This Content Was Last Updated on February 9, 2017 by Jessica Garbett

 

Lifting the veil of incorporation is rare in practice; however the courts do permit it, as a recent case illustrates.

Lifting the veil of incorporation is rare in practice; however the courts do permit it when the person or persons are using the incorporation of a company to evade or deliberately frustrate a legal obligation or liability.

Such an occasion occurred in the case of Petrodel Resources Ltd and Others v Prest, which was heard in the Supreme Court. Mr Michael Prest was born in Nigeria and Mrs Yasmin Prest was born in England; both have dual Nigerian and English nationality.  They were married in 1993 and lived in England, although the husband was resident in Monaco from 2001. There was also a second home in Nevis.

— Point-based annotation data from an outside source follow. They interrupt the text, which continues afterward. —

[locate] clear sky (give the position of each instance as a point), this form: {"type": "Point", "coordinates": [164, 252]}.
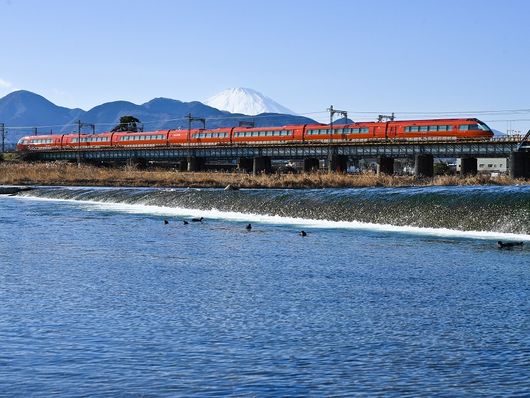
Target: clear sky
{"type": "Point", "coordinates": [378, 56]}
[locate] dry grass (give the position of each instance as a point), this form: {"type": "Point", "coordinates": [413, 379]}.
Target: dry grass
{"type": "Point", "coordinates": [71, 174]}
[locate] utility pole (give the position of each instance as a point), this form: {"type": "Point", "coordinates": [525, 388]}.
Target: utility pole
{"type": "Point", "coordinates": [332, 113]}
{"type": "Point", "coordinates": [190, 120]}
{"type": "Point", "coordinates": [3, 133]}
{"type": "Point", "coordinates": [80, 125]}
{"type": "Point", "coordinates": [390, 118]}
{"type": "Point", "coordinates": [247, 124]}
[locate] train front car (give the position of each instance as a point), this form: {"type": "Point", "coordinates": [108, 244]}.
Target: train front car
{"type": "Point", "coordinates": [442, 129]}
{"type": "Point", "coordinates": [38, 142]}
{"type": "Point", "coordinates": [473, 128]}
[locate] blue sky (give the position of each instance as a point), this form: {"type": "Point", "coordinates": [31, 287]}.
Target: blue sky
{"type": "Point", "coordinates": [409, 57]}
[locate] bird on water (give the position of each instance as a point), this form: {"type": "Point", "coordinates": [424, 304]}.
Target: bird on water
{"type": "Point", "coordinates": [509, 245]}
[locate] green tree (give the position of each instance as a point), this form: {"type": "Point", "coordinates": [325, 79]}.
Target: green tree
{"type": "Point", "coordinates": [127, 123]}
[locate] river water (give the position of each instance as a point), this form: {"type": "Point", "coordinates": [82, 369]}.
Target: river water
{"type": "Point", "coordinates": [394, 292]}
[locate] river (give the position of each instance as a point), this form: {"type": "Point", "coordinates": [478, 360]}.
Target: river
{"type": "Point", "coordinates": [394, 291]}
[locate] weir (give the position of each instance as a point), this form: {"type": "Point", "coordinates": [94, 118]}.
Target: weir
{"type": "Point", "coordinates": [502, 209]}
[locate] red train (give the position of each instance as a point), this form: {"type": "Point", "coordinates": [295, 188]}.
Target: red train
{"type": "Point", "coordinates": [435, 129]}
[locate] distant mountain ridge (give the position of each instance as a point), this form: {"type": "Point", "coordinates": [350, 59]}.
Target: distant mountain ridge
{"type": "Point", "coordinates": [246, 101]}
{"type": "Point", "coordinates": [22, 110]}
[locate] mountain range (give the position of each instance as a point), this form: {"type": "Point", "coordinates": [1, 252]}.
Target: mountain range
{"type": "Point", "coordinates": [22, 111]}
{"type": "Point", "coordinates": [246, 101]}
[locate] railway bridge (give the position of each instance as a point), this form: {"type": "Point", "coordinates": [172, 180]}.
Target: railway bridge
{"type": "Point", "coordinates": [258, 158]}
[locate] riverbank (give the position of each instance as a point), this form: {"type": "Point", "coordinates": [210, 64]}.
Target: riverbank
{"type": "Point", "coordinates": [85, 175]}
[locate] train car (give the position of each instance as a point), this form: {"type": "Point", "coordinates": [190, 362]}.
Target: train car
{"type": "Point", "coordinates": [84, 141]}
{"type": "Point", "coordinates": [220, 136]}
{"type": "Point", "coordinates": [267, 135]}
{"type": "Point", "coordinates": [39, 142]}
{"type": "Point", "coordinates": [180, 137]}
{"type": "Point", "coordinates": [442, 129]}
{"type": "Point", "coordinates": [139, 139]}
{"type": "Point", "coordinates": [341, 132]}
{"type": "Point", "coordinates": [433, 129]}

The husband owned and controlled a group of oil trading companies, two of which owned seven residential properties in London. In the divorce proceedings, Mrs Prest applied for a lump sum of £30m. She also applied for a declaration that the properties were held by the companies on trust for the husband or that he was beneficially entitled to them.

Mr Prest who was resident outside the court’s jurisdiction offered a package worth a little over £2m. The Family Division judge found that the husband had attempted to conceal the value of his assets, estimated at £37.5m and that his purpose in vesting the legal interest in the properties was wealth protection and avoidance of tax.

The judge held that the properties were effectively his assets in spite of having been owned by the companies. This is a comparatively rare decision, as it contradicts the decision in Salomon v Salomon Ltd [1897] which established the principle of separate corporate identity.